And the best way to catch a sale is to set up an alert, at one of the multitude of sites that offer that kind of functionality.

The best sales typically only last a matter of days (or sometimes even hours).  I've booked flights to Hawaii for under $300, Europe for around $400, and major domestic cities in the $100-$150 range.  I don't always get fares that great, but by setting up alerts, I can catch them when they do come along.


----------



## Dori (Jul 4, 2013)

Michael, I'm trying, I'm trying! Prices have not come down since I started.

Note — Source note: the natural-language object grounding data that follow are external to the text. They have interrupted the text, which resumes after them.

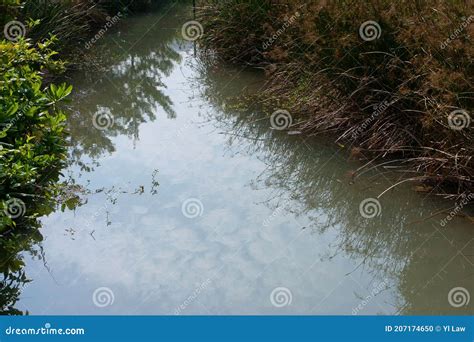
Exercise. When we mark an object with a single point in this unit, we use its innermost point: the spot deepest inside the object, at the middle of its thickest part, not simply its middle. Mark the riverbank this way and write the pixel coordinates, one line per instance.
(40, 41)
(391, 83)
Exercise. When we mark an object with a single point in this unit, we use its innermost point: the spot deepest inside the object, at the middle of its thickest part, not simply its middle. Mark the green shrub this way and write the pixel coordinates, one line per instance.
(32, 141)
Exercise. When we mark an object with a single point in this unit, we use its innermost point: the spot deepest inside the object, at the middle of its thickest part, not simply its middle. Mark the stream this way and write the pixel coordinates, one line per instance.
(195, 205)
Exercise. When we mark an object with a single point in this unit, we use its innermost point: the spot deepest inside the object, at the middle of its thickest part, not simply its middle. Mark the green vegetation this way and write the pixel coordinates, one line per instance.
(398, 93)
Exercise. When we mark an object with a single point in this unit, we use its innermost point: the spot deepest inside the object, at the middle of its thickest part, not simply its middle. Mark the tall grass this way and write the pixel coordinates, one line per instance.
(388, 99)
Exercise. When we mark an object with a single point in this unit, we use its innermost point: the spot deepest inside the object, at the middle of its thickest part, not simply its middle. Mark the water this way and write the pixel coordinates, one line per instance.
(194, 206)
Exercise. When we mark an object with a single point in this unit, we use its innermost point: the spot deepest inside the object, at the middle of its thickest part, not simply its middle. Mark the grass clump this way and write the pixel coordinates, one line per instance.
(391, 81)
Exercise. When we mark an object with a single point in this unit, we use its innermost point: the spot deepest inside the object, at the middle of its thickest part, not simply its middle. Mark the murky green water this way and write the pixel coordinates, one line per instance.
(200, 208)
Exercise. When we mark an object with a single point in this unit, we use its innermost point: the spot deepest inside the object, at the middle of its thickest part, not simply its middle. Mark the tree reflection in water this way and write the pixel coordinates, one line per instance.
(405, 247)
(136, 74)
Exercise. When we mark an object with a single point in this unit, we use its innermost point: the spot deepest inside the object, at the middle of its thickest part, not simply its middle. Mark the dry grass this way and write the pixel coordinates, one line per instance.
(387, 99)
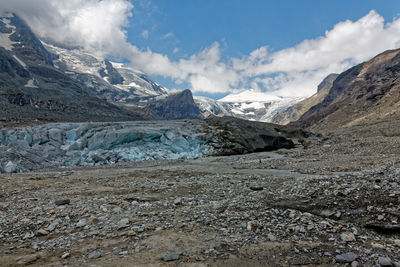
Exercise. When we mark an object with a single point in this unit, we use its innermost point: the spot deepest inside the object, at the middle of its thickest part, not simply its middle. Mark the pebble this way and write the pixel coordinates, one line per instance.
(348, 237)
(28, 259)
(81, 223)
(171, 256)
(42, 232)
(385, 261)
(377, 245)
(250, 226)
(62, 202)
(177, 201)
(65, 255)
(256, 188)
(346, 257)
(94, 254)
(123, 223)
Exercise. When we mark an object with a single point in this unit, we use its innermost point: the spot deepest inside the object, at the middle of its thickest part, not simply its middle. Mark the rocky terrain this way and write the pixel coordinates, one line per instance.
(84, 144)
(331, 201)
(294, 112)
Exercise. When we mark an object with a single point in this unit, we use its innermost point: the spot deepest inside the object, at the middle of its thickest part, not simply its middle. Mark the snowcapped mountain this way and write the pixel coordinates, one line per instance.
(210, 106)
(112, 81)
(249, 104)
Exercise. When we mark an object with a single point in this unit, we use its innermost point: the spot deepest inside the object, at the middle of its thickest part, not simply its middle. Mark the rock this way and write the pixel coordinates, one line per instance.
(94, 254)
(256, 188)
(250, 226)
(28, 259)
(10, 167)
(348, 237)
(81, 223)
(377, 245)
(178, 201)
(65, 255)
(346, 257)
(42, 232)
(171, 256)
(123, 223)
(62, 202)
(271, 237)
(385, 261)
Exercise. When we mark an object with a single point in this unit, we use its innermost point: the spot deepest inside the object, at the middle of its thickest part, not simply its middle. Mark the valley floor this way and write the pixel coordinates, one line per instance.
(336, 202)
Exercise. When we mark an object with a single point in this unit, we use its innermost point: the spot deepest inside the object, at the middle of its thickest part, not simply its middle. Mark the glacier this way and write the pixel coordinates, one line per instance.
(85, 144)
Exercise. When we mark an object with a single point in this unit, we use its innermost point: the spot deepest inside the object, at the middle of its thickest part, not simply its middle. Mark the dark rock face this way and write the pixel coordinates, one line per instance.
(175, 107)
(294, 112)
(237, 136)
(29, 46)
(32, 89)
(327, 83)
(365, 93)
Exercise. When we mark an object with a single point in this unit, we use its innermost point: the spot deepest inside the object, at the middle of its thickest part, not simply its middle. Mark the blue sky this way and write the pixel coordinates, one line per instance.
(180, 28)
(221, 47)
(242, 26)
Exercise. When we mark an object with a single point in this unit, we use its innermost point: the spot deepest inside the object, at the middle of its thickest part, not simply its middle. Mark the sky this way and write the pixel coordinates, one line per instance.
(222, 47)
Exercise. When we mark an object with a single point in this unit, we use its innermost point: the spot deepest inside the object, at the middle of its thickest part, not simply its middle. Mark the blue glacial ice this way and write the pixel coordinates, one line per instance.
(84, 144)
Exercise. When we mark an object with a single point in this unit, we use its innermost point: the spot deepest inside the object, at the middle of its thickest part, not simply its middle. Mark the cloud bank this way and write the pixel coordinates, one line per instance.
(98, 27)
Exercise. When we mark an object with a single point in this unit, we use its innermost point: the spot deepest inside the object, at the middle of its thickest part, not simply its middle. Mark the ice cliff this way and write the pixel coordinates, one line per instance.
(80, 144)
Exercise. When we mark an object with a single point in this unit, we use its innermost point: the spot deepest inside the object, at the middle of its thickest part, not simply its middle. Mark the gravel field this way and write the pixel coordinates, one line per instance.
(332, 201)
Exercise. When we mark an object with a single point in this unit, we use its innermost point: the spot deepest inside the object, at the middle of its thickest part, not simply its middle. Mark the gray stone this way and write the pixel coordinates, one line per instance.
(81, 223)
(346, 257)
(178, 201)
(171, 256)
(10, 167)
(94, 254)
(385, 261)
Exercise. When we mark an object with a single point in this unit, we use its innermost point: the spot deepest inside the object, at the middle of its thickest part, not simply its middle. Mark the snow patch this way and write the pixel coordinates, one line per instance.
(20, 61)
(5, 40)
(31, 84)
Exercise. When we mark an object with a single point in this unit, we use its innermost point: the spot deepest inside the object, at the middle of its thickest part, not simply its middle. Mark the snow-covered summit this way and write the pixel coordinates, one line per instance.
(111, 80)
(250, 96)
(249, 104)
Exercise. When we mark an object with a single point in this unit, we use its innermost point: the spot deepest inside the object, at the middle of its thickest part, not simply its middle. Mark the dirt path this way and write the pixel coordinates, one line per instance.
(300, 207)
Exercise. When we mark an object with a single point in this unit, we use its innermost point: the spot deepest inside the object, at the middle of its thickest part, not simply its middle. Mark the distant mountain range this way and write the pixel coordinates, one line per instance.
(44, 82)
(366, 93)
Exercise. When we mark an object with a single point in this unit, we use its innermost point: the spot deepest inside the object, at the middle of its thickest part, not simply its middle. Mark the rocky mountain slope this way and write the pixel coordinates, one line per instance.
(293, 113)
(365, 93)
(31, 88)
(111, 81)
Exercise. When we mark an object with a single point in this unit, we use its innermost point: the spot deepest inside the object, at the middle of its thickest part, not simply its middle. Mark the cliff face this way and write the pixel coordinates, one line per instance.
(175, 107)
(367, 92)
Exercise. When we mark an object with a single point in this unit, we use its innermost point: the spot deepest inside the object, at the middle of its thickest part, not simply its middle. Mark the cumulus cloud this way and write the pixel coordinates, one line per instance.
(145, 34)
(98, 26)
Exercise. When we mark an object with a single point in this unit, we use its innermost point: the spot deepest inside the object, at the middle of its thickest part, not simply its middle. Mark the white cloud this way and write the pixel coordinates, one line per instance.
(296, 71)
(145, 34)
(97, 26)
(167, 36)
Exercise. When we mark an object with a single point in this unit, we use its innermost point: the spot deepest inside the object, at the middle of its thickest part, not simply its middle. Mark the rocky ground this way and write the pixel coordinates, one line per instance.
(332, 201)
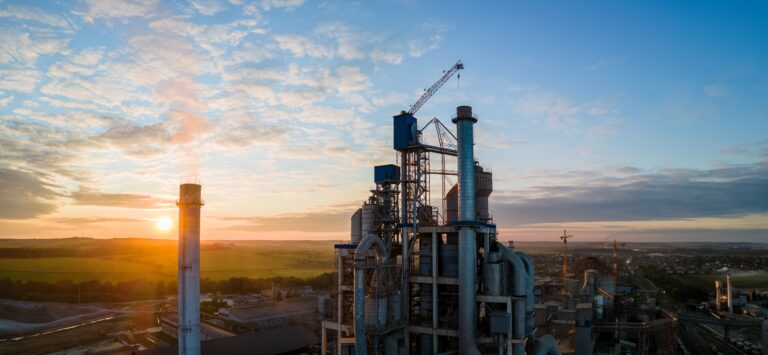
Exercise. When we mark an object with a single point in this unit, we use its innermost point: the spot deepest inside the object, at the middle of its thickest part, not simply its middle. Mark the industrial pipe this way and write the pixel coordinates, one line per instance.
(467, 236)
(519, 277)
(546, 345)
(530, 323)
(361, 255)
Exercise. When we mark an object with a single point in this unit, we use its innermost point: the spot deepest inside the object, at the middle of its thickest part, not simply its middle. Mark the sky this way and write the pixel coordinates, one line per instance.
(631, 120)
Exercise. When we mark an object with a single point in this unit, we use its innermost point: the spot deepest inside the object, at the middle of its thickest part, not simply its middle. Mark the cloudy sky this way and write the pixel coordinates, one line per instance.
(631, 120)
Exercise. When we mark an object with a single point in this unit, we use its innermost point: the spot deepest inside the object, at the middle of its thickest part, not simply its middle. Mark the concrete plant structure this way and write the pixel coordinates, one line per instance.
(189, 269)
(419, 279)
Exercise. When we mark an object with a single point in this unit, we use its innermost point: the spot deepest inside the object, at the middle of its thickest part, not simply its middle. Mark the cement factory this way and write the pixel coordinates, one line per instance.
(418, 278)
(424, 272)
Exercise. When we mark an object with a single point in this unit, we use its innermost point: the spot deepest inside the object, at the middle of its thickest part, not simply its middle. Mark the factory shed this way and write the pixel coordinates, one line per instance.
(288, 340)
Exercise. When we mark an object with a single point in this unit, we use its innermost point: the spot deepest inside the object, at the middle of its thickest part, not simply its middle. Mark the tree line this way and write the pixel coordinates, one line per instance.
(123, 291)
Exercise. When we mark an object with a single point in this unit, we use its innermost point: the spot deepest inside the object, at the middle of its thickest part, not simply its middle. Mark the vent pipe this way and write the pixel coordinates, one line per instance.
(467, 236)
(189, 268)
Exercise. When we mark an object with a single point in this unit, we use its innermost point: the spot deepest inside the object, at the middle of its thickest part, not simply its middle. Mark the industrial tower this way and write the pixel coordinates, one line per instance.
(415, 279)
(189, 268)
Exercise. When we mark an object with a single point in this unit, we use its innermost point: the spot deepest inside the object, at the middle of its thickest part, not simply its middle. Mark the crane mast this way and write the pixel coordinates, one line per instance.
(436, 86)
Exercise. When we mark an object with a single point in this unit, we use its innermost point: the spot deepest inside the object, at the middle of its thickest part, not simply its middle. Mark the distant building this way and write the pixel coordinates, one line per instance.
(170, 326)
(756, 310)
(288, 340)
(271, 313)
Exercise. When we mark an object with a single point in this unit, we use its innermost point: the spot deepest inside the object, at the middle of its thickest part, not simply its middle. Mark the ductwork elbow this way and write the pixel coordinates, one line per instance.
(361, 254)
(529, 299)
(519, 281)
(546, 345)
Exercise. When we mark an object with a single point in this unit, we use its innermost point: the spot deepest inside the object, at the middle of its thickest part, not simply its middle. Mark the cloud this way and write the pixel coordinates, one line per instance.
(23, 49)
(25, 13)
(334, 218)
(301, 46)
(281, 4)
(715, 90)
(561, 113)
(671, 194)
(107, 9)
(89, 197)
(95, 220)
(25, 195)
(208, 7)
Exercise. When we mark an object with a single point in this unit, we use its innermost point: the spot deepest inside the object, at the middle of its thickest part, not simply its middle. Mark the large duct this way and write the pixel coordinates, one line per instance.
(530, 308)
(765, 336)
(718, 296)
(361, 256)
(452, 204)
(546, 345)
(467, 236)
(483, 189)
(189, 269)
(519, 276)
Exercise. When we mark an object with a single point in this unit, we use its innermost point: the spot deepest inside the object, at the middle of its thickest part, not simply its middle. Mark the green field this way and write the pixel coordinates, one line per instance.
(135, 259)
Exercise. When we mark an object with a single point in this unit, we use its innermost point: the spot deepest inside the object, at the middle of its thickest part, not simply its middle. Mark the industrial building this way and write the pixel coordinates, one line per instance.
(422, 275)
(269, 314)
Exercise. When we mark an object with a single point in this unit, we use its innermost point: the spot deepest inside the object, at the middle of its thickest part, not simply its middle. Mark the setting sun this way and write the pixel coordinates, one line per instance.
(163, 224)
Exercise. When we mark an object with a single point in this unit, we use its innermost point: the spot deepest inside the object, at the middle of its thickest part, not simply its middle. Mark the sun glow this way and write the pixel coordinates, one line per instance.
(163, 224)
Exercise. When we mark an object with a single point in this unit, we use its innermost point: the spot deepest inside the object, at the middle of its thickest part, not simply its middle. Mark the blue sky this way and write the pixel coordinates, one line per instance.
(636, 120)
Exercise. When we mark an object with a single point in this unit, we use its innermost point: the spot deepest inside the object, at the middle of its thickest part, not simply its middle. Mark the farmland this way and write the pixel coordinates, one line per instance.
(115, 260)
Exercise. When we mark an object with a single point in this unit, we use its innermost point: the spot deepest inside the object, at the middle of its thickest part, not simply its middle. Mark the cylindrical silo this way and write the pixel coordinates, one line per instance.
(357, 226)
(368, 218)
(189, 268)
(467, 236)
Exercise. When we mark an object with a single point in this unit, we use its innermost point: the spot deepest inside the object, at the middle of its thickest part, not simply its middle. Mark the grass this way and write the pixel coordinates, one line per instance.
(156, 260)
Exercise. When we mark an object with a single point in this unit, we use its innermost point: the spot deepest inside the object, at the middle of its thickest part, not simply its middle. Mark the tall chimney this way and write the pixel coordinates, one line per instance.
(730, 293)
(467, 236)
(189, 268)
(718, 296)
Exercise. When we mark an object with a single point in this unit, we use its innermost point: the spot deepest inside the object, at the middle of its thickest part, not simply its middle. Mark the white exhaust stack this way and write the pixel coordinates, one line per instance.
(189, 268)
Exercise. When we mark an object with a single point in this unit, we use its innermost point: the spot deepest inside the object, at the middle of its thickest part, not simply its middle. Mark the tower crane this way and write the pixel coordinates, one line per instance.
(564, 238)
(436, 86)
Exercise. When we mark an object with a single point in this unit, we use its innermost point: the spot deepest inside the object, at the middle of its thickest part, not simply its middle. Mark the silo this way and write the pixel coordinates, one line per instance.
(356, 223)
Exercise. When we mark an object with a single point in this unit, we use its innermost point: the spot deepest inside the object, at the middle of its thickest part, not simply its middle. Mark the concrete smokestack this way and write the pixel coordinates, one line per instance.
(189, 268)
(730, 293)
(467, 236)
(718, 296)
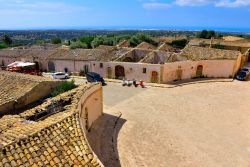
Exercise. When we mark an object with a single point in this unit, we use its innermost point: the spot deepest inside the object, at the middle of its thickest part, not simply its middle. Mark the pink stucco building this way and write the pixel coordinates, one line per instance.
(150, 65)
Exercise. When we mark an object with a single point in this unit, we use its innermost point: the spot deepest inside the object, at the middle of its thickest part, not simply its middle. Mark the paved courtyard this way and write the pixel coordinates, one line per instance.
(195, 125)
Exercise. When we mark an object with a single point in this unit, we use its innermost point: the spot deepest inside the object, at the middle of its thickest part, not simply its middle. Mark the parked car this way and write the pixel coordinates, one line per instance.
(242, 75)
(60, 75)
(94, 77)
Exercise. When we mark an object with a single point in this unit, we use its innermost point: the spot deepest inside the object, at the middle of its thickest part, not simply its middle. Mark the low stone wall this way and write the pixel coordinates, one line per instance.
(55, 130)
(40, 91)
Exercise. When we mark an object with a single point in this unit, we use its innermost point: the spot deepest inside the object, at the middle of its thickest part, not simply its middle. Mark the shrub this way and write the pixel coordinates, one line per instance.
(56, 41)
(78, 44)
(179, 43)
(82, 72)
(63, 87)
(2, 46)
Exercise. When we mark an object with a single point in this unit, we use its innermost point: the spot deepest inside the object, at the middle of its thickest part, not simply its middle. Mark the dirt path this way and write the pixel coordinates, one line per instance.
(195, 125)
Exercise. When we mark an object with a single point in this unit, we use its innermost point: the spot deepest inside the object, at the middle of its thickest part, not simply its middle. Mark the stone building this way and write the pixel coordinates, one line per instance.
(53, 133)
(140, 63)
(196, 62)
(19, 90)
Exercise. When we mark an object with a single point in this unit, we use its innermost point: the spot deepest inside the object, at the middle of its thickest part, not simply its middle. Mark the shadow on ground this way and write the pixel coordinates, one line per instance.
(103, 139)
(198, 80)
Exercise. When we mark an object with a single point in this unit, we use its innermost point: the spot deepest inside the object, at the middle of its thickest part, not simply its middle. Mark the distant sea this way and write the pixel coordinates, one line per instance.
(119, 28)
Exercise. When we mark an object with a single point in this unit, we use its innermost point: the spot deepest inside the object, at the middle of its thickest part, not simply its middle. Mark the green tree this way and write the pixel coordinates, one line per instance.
(87, 40)
(3, 45)
(78, 44)
(206, 34)
(63, 87)
(56, 41)
(179, 43)
(7, 39)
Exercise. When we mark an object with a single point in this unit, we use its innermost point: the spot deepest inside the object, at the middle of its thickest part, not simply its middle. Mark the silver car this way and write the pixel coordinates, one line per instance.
(60, 75)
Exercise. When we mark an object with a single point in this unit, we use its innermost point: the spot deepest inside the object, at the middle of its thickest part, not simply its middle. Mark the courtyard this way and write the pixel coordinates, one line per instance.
(203, 124)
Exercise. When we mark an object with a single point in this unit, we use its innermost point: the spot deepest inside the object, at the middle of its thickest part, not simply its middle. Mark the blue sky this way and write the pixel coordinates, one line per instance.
(33, 14)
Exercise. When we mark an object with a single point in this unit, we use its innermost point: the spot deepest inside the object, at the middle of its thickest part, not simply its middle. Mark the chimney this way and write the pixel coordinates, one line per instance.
(211, 42)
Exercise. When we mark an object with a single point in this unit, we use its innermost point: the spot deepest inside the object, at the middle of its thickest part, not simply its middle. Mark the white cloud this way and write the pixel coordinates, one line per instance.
(216, 3)
(193, 2)
(156, 5)
(37, 7)
(233, 4)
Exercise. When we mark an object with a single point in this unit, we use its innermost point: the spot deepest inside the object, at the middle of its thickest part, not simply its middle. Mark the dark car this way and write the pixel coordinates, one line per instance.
(94, 77)
(245, 70)
(242, 75)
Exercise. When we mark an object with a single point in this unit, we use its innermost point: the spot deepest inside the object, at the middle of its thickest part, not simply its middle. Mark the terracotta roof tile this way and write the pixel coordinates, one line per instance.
(202, 53)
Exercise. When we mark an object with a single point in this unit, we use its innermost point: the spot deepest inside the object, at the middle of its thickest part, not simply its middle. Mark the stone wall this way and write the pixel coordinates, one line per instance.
(211, 69)
(39, 92)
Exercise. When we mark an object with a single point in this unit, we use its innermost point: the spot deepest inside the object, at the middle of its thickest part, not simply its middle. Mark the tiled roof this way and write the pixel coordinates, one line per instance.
(167, 48)
(84, 55)
(124, 43)
(55, 140)
(145, 45)
(19, 84)
(239, 43)
(202, 53)
(159, 57)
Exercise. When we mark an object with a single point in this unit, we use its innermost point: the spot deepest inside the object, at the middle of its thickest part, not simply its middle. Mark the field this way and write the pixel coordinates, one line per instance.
(195, 125)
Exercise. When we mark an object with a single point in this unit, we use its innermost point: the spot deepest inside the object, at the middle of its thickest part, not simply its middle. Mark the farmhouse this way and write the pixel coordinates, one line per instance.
(145, 62)
(19, 90)
(53, 133)
(196, 62)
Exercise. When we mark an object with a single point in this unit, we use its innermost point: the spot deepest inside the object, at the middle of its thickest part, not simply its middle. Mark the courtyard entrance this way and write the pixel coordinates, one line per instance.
(154, 77)
(51, 66)
(109, 72)
(119, 72)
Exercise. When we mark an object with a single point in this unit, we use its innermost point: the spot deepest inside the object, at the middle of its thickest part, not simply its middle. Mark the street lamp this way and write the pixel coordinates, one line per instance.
(75, 55)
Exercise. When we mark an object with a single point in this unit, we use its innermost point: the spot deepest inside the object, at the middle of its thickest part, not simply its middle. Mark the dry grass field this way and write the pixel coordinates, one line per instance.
(206, 124)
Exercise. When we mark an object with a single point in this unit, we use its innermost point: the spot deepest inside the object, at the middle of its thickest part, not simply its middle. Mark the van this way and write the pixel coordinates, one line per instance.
(94, 77)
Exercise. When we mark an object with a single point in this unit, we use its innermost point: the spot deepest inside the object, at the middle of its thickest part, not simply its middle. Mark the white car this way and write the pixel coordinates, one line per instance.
(60, 75)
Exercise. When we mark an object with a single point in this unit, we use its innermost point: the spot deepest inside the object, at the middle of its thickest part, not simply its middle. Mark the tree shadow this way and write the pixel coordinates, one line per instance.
(103, 139)
(197, 80)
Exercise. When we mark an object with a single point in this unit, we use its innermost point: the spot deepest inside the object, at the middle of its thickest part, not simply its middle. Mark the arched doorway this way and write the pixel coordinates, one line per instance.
(119, 72)
(37, 65)
(248, 55)
(199, 71)
(154, 77)
(51, 66)
(179, 73)
(128, 59)
(109, 72)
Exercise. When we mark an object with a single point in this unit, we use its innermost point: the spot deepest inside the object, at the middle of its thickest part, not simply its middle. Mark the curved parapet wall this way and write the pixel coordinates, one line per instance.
(19, 90)
(54, 133)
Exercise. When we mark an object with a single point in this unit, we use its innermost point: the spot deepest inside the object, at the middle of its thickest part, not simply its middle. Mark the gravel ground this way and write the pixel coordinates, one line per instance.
(205, 124)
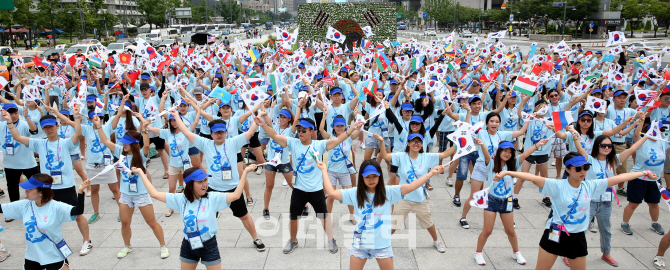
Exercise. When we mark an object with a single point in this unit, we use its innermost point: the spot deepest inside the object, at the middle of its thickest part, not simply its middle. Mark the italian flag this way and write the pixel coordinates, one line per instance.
(525, 85)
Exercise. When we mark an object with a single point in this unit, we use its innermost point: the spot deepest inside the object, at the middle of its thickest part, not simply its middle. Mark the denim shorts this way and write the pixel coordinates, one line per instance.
(282, 168)
(499, 205)
(382, 253)
(208, 254)
(141, 200)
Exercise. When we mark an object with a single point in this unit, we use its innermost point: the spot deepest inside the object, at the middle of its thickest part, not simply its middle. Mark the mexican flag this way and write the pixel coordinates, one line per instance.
(525, 85)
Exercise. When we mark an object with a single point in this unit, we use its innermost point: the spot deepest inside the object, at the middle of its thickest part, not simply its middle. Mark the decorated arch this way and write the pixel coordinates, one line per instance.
(349, 19)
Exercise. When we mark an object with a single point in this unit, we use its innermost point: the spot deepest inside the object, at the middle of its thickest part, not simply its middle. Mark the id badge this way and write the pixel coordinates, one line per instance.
(57, 176)
(195, 240)
(64, 249)
(607, 197)
(9, 149)
(133, 183)
(107, 159)
(351, 168)
(226, 173)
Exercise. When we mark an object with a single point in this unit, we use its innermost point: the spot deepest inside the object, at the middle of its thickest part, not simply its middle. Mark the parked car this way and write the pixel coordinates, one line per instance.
(648, 47)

Kauai doesn't seem to get the sale offers like Honolulu and Maui. 

Dori


----------



## STEVIE (Jul 5, 2013)

Michael,
 What are the sites you use for the flight alerts?
Sue


----------



## x3 skier (Jul 5, 2013)

Fare Compare, Kayak, Travelocity, Expedia all have fare alerts. 

Use one or all. 

Cheers


----------



## titan7 (Jul 8, 2013)

Airfare to Maui is crazy high!  I go at the same time every year last weekend in Sept.  Last year I paid $439 RT non-stop LAX to OGG.  This year I can't seem to find anything better than 650-700+.  I had always purchased in mid June and have got tickets in the 375-500 range for the past 8 years.  They have not come down yet and I am not sure they will now.


----------



## bobpark56 (Jul 8, 2013)

x3 skier said:


> Fare Compare, Kayak, Travelocity, Expedia all have fare alerts.
> 
> Use one or all.
> 
> Cheers



These alerts have not worked for me. The cheap flights they alert me to seem always to be those whose travel times that I would never sign up for. How does 10 to 18 hours to get to Cancun sound? When I go to their sites to see what they really have to offer, the flights I would accept are nowhere near the nice pricing they alert me to.


----------



## MichaelColey (Jul 8, 2013)

Sometimes they're crazy routes/times/layovers. Sometimes they're not. You don't know until you check. Also, if a fare pops up but it isn't your preferred airline, check your airline later that day. They monitor sales and often match them, too.


----------



## johndeb (Jul 9, 2013)

titan7 said:


> Airfare to Maui is crazy high!  I go at the same time every year last weekend in Sept.  Last year I paid $439 RT non-stop LAX to OGG.  This year I can't seem to find anything better than 650-700+.  I had always purchased in mid June and have got tickets in the 375-500 range for the past 8 years.  They have not come down yet and I am not sure they will now.


I just booked a flight from Providence, RI to Maui in early October for just under $400.00 but required 3 plane changes.  Each layover only about 1 hour, so total travel time of about 16 hours.  Best I've seen.


----------